El decolaje transcurre sin contratiempos. Por dentro se siente la fuerza que tiene que hacer el –bien llamado- Hércules para levantarse. El primer movimiento perceptible para los pasajeros sucede tres minutos después del despegue. El técnico lanzasondas empieza a montar el dispositivo para arrojarlas. Es un portante de color amarillo que atraviesa el piso del avión y que tiene dos posiciones: Close y Open.
A mis pies hay doce tubos que contienen las sondas. Aparatos de medición que son lanzados en los puntos determinantes del fenómeno para tomar medidas que permitan establecer velocidades, probables trayectorias y riesgos.
Los dos suboficiales sacan uno de los tubos de su coraza protectora y lo ponen en el lanzasondas. Luego, uno de ellos se queda al lado del aparato y espera la instrucción para mover la palanca a la posición open. Cuando eso sucede, durante dos segundos, se siente una mayor presión dentro del avión y los oídos parecen a punto de estallar.
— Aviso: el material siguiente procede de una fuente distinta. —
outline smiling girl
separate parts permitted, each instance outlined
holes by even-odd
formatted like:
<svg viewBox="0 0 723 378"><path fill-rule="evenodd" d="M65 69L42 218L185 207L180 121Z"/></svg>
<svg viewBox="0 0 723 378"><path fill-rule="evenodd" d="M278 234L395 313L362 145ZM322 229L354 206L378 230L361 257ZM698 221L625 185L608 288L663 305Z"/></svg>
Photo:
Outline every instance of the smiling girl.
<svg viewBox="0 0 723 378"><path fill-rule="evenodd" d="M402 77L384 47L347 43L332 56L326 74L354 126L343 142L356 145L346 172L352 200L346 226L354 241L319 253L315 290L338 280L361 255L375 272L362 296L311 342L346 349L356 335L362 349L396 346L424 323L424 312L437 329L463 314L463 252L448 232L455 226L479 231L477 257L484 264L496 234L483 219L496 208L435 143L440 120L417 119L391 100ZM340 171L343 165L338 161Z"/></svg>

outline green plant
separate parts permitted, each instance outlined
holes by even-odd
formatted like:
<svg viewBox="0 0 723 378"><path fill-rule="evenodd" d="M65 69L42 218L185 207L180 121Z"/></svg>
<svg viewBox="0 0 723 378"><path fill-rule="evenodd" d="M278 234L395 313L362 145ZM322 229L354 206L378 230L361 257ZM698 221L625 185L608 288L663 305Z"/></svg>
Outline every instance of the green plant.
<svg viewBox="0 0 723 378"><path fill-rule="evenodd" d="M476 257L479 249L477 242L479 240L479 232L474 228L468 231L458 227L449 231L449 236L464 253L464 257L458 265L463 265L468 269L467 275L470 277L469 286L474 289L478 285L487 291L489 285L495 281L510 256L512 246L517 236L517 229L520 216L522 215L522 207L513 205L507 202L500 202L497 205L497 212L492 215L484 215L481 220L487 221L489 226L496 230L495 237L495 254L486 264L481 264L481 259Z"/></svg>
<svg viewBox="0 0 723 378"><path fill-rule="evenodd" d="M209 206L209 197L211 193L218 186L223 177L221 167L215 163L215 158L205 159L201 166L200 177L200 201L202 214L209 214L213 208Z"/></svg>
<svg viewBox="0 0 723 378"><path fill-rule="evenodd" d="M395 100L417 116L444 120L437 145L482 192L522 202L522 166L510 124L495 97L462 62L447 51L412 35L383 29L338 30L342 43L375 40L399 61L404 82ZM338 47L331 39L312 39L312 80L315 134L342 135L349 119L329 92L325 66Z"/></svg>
La sonda mide la temperatura ambiente al nivel del mar, identifica las diversas fuentes de viento y su eventual ruta.
La temperatura es una variable determinante en la formación de un huracán. Si el agua se empieza a calentar y alcanza los 78 grados Farenheit inicia un proceso de evaporación. Cuando esto sucede la capa de agua caliente alimenta la tormenta y empieza a absorber agua fría de una profundidad mayor. Surge una baja presión y se forma la tromba que es la génesis del ciclón y las olas bíblicas que arrebatan al mar.
Las características del futuro ‘Cristóbal’ exigen una inspección particular. Debemos hacer un vuelo muy bajo sobre el Caribe. La gigantesca ballena con hélices empieza a bajar mientras los ocupantes cumplimos la orden de ponernos los chalecos salvavidas.
El avión vuela a 500 pies de altura rodeando las Islas Turcas y Caicos para después tomar dirección hacia las Bahamas. De los negros intensos en la nube de la tormenta pasamos a los colores azules y verdes del Caribe. El agua es tan clara que alcanzamos a ver perfectamente los cardúmenes de peces y resulta triste observar cómo un viejo y artesanal barco pesquero está a casi dos millas de su eventual fortuna.
Las sondas siguen cayendo en intervalos de 45 minutos.
En la cabina del C-130 los pilotos y el ingeniero de vuelo lucen tranquilos. El vuelo está transcurriendo sin contratiempos. Solo hemos tenido dos momentos de grandes turbulencias, pero nada comparable a volar dentro de un huracán ya formado.
La noche empieza a caer sobre el Caribe y el Hércules está iluminado por dentro con esa luz mortecina y titilante de las lámparas alimentadas por generadores diesel en los pueblos de selva.
La meteoróloga predice que hay evidencia de la formación de una tormenta tropical que puede convertirse en huracán categoría 1 en las próximas 72 horas.
Partimos a las once de la mañana y son casi las 9 de la noche cuando aterrizamos en las Islas Vírgenes. El fenómeno que hemos monitoreado acaba de ser bautizado como ‘Cristóbal’ y será huracán el miércoles.
Por fortuna, todo indica que su área de mayor intensidad no afectará a zonas pobladas. Vendrán lluvias copiosas en Bahamas y en República Dominicana, donde la presencia de Cristóbal ayudará a mitigar una larga sequía.
Al final del día, no todos los huracanes son malos.